1935-й оказался знаменательным годом. У Даниэля сохранилось о нем множество воспоминаний, потому что в тот год многое изменилось в жизни его семьи. У него родилась сестра Гизела, а мама, вернувшись из больницы для евреев, три дня плакала о том, как неудачно она выбрала время, чтобы принести в этот мир новую жизнь.

Даниэль хорошо запомнил и следующие годы – 1936-й и 1937-й. Все пребывали либо в тоске, либо в страхе. Даниэлю не разрешалось выходить из дому одному, и хотя родители позволяли ему приглашать домой друзей, это было не так весело, как играть на улице. Даниэлю казалось, что на улице ничего такого страшного с ним не случится, и в 1937 году он дважды тайком сбегал из детского сада.
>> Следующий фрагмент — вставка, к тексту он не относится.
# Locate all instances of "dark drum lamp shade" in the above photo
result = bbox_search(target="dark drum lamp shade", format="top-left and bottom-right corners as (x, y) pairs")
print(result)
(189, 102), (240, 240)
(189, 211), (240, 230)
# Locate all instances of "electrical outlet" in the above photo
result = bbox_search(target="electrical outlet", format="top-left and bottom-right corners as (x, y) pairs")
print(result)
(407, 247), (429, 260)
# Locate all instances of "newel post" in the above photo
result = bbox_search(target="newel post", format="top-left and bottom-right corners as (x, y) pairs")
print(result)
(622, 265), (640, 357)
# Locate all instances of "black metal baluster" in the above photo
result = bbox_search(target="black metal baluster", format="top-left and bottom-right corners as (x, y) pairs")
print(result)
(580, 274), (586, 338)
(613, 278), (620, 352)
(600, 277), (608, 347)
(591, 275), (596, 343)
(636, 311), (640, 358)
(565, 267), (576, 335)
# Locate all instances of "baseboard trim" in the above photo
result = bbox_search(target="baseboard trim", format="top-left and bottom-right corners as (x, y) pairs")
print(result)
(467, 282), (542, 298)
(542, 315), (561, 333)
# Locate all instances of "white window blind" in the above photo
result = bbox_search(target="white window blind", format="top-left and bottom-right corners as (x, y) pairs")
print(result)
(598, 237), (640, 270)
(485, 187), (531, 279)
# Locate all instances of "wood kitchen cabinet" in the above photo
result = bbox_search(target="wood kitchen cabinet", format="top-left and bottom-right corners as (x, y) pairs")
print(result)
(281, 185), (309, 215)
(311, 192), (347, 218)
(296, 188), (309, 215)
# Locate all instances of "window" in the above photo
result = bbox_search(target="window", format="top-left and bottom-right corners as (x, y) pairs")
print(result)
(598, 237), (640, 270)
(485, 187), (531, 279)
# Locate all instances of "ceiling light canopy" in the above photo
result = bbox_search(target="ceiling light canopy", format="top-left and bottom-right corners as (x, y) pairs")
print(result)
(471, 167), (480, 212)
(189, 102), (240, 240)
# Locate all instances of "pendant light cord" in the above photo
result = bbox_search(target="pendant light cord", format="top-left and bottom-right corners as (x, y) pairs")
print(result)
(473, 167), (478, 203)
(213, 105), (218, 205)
В первый раз он сел на трамвай, идущий в центр города, и слез на кипящей жизнью Каролиненштрассе. Он не был там уже бог знает сколько времени, и ему не терпелось узнать, как выглядит магазин его отца теперь, когда его отобрали нацисты. Оказалось, что магазин выглядит в точности, как и раньше, если не считать вывески над главным входом, где вместо «ЗИЛЬБЕРШТЕЙН» красовалось «ФРАНКЕ», а рядом была надпись, гласившая: «JUDEN UNERWUNSCHT» [1].

Во второй раз он сбежал, когда Адольф Гитлер приехал в Нюрнберг на партийный съезд. Все знали, что Гитлер будет держать речь на огромном стадионе, который нацисты построили неподалеку от их дома на Гюнтерштрассе, уничтожив ради этого большой старинный парк. Даниэль знал, что родители страшно рассердятся на него, если узнают, но ему очень хотелось своими глазами увидеть нациста номер один.

Ему так и не довелось увидеть Гитлера, зато он увидел множество других нацистов, мужчин и мальчиков в коричневых и черных мундирах. Они маршировали и пели, несли знамена и штандарты. Даниэль встал на цыпочки и вытянул шею, чтобы лучше видеть. Стоявшая рядом с ним полная блондинка в зеленой фетровой шляпе с пером подхватила его под мышки и подняла в воздух.

– Смотри, мальчик, смотри! – воскликнула она. – Вон там наш фюрер! Видишь?

Но Даниэль разглядел только фрейлейн Краусс из отцовского магазина. Она стояла на скамейке между двумя мужчинами и махала одной рукой как безумная, а другой прижимала к груди портрет фюрера. Восторженные слезы текли по ее лицу, красный от помады рот был распялен в истерическом вопле «Хайль Гитлер!».

Фрейлейн Краусс напугала его больше, чем все остальные нацисты, вместе взятые. Он начал брыкаться, высвобождаясь из рук толстой блондинки, причем нечаянно лягнул ее в живот. Она возмущенно ахнула от неожиданности, а он со всех ног побежал домой, совершенно позабыв, что ему полагается быть в детском саду и что теперь ему непременно попадет. Он думал только об одном: как бы поскорее оказаться в безопасности, под защитой большого дома на Гюнтерштрассе.


После того дня Даниэль стал много думать. Он проводил в раздумьях гораздо больше времени, чем шло на пользу мальчику его возраста, но по мере того, как 1937 год плавно перетекал в 1938-й, у него почти не осталось других занятий.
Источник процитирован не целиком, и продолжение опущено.